7 страница3 октября 2025, 19:11

Глава 7


Ужин, наконец, подошел к концу. Прощание было кратким и немного неловким. Объятия Гарри были крепкими, но быстрыми, взгляд Драко — оценивающим, но без привычной насмешки. Полумна что-то прошептала о положительных вибрациях, а Невилл просто тепло улыбнулся.

Беллатрикс не участвовала в этом ритуале. Она стояла чуть в стороне, ее темная фигура была неподвижным пятном в суете уходящих гостей. Когда Гермиона обернулась, та молча протянула ей руку. Ни слова, ни объяснений. Просто жест, твердый и безоговорочный.

Гермиона, уставшая до глубины души, машинально вложила свою ладонь в ее прохладные пальцы.

Мир сжался и рванул.

Они материализовались в прихожей их тихого, темного дома. Давление трансгрессии отпустило, и Гермиона на мгновение закачалась, все еще чувствуя на себе отголоски вечера — смех, музыку, прикосновение Рона, его слова, слова Гарри.

Она обернулась, чтобы что-то сказать. Извиниться или поблагодарить, она сама не знала.

Но Беллатрикс уже не было.

Она просто исчезла. Растворилась в тишине огромного дома, как призрак. Не было звука шагов по лестнице, не щелчка двери. Только густая, звенящая пустота.

Гермиона осталась стоять одна в темноте, все еще ощущая на плечах чужой пиджак и на ладони мимолетное прикосновение тех самых пальцев, что только что держали ее так крепко.

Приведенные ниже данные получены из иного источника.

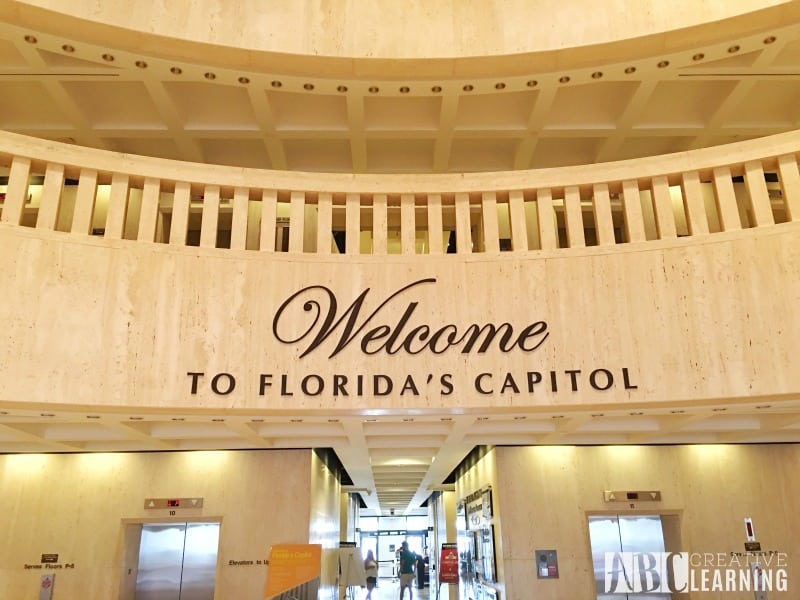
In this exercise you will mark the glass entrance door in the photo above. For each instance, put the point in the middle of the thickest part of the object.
(177, 561)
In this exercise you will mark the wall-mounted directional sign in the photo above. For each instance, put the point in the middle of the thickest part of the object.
(173, 503)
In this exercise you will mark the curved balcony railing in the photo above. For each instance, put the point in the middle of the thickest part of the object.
(81, 191)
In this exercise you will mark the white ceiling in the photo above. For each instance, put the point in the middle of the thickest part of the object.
(396, 460)
(60, 88)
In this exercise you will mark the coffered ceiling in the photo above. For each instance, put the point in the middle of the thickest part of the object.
(62, 88)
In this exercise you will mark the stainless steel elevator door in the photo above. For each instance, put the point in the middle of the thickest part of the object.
(631, 533)
(177, 561)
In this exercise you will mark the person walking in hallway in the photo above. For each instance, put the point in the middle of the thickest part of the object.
(371, 569)
(408, 561)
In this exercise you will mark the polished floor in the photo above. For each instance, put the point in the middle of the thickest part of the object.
(389, 589)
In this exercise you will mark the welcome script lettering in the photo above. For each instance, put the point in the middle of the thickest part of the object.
(356, 324)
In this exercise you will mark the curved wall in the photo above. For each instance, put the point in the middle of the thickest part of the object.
(421, 30)
(105, 323)
(637, 297)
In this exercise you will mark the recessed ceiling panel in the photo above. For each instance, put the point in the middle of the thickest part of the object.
(684, 103)
(591, 106)
(490, 154)
(557, 152)
(306, 112)
(115, 105)
(403, 113)
(318, 155)
(509, 110)
(400, 155)
(211, 107)
(789, 55)
(28, 105)
(769, 103)
(635, 147)
(234, 152)
(158, 147)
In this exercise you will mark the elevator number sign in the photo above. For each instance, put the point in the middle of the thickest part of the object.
(173, 503)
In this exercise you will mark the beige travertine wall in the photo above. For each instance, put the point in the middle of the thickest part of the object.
(543, 496)
(325, 496)
(78, 506)
(96, 322)
(411, 29)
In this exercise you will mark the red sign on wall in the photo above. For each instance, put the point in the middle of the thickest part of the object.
(448, 564)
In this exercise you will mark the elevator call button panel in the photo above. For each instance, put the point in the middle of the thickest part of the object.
(546, 564)
(173, 503)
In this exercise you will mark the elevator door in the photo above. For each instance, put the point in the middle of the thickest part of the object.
(177, 561)
(629, 533)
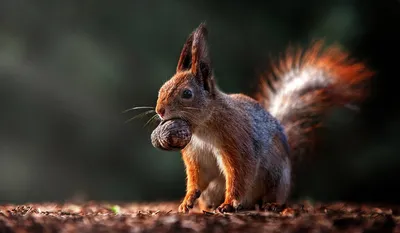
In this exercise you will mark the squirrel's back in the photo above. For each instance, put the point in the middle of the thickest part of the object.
(305, 85)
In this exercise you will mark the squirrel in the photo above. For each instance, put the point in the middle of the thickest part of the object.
(243, 148)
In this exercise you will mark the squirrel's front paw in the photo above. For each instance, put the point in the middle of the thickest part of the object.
(189, 201)
(229, 207)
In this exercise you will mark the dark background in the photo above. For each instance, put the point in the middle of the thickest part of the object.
(69, 68)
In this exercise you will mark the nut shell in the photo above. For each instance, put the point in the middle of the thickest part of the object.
(171, 135)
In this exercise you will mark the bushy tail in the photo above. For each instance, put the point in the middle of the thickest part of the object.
(305, 84)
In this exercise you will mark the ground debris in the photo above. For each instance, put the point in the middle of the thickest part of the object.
(162, 217)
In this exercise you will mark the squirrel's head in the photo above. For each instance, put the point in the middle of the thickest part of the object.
(189, 93)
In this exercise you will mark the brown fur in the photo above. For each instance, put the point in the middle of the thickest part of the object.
(349, 78)
(238, 153)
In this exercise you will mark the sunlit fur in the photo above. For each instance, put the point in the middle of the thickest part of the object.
(239, 153)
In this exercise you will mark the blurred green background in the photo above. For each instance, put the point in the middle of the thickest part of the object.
(69, 68)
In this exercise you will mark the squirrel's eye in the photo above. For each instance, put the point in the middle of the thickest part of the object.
(187, 94)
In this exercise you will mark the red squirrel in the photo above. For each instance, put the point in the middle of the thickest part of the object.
(242, 149)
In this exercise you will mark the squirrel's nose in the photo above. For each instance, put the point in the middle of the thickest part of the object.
(160, 111)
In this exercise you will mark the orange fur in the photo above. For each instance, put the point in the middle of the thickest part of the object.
(349, 78)
(240, 153)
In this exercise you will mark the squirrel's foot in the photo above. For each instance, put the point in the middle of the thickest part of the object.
(189, 201)
(229, 207)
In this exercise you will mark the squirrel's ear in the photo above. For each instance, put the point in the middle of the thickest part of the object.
(185, 59)
(201, 64)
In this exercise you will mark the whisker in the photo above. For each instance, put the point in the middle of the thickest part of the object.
(151, 119)
(139, 115)
(136, 108)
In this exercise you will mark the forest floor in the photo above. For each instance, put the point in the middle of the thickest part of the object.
(162, 217)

И это внезапное, абсолютное одиночество после всего пережитого показалось самым громким и самым невыносимым итогом этого вечера.

Гермиона стояла в темноте прихожей, и чувство вины накатывало волнами, тяжелыми и удушающими. Оно сжимало горло, заставляло сердце биться чаще. Она сбросила с себя пиджак Беллатрикс — тот самый, что согревал ее на балконе, и он упал на пол бесформенной темной массой, словно олицетворяя все, что она натворила.

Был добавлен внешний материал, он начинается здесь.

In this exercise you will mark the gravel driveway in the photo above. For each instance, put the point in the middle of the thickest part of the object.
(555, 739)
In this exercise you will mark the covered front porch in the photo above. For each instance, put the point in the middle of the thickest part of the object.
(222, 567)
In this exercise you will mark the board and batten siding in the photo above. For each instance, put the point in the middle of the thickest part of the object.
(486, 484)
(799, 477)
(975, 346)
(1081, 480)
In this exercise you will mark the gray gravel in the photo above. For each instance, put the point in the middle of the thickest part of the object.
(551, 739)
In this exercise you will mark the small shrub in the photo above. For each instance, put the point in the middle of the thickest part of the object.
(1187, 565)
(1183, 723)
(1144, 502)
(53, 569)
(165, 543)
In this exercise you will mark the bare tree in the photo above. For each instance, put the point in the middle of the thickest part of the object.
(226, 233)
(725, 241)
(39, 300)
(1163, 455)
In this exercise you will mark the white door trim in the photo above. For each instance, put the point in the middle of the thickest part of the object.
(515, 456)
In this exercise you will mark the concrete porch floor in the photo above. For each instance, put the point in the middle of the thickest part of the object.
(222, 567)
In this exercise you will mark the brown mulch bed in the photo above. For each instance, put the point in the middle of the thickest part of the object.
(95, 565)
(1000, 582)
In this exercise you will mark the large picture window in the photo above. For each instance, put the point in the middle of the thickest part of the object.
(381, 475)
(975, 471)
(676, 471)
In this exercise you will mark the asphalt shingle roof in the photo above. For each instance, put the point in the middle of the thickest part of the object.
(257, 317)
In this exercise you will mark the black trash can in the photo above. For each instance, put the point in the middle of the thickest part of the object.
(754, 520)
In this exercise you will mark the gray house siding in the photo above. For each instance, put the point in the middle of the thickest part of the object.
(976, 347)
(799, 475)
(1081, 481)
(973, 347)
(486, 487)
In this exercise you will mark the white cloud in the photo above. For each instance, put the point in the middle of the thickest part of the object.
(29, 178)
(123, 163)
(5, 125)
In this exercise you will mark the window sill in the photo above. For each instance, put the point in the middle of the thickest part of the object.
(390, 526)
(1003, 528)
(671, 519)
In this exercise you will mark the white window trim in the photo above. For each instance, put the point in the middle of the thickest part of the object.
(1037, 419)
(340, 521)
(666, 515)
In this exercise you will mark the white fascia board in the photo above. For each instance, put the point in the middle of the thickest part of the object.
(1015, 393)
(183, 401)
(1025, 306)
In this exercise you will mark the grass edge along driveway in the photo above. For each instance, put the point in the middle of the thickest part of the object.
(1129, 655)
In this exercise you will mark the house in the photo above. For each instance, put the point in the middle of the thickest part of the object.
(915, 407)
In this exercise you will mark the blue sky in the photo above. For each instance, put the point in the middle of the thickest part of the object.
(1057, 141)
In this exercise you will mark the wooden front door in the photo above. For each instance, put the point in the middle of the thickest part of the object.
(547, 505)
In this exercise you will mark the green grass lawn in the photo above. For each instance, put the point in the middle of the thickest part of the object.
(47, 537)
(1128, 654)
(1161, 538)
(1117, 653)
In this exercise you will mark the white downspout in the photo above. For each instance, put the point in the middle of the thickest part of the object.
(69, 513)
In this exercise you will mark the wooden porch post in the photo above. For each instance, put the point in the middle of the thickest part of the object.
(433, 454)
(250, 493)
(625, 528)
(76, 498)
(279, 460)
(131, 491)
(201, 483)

Она пошла наверх, в свою комнату, машинально снимая с себя алое платье. Шелк, который еще недавно казался ей доспехами, теперь висел на ней как яркий, насмешливый символ ее собственной глупости и неблагодарности. Она натянула старую, мягкую футболку и пижамные штаны, но комфорт от привычной ткани не пришел.

Мысли крутились по одному и тому же кругу. За что? За что она так с ней? Беллатрикс не сделала ей ничего плохого. Ни разу. Даже сегодня, даже после ее истерики на балконе, она пришла на помощь. Спасла ее. От той самой аллергии, в которую Гермиона отказалась верить. А она вела себя как испуганный, злой ребенок, который бьет того, кто пытается его утешить.

Это осознание было горьким и жгучим. Она чувствовала себя последней дрянью.

Решение пришло внезапно и ясно. Она не могла это так оставить. Не сейчас. Она должна найти ее. Извиниться или объясниться. Она не знала. Но она должна была что-то сказать.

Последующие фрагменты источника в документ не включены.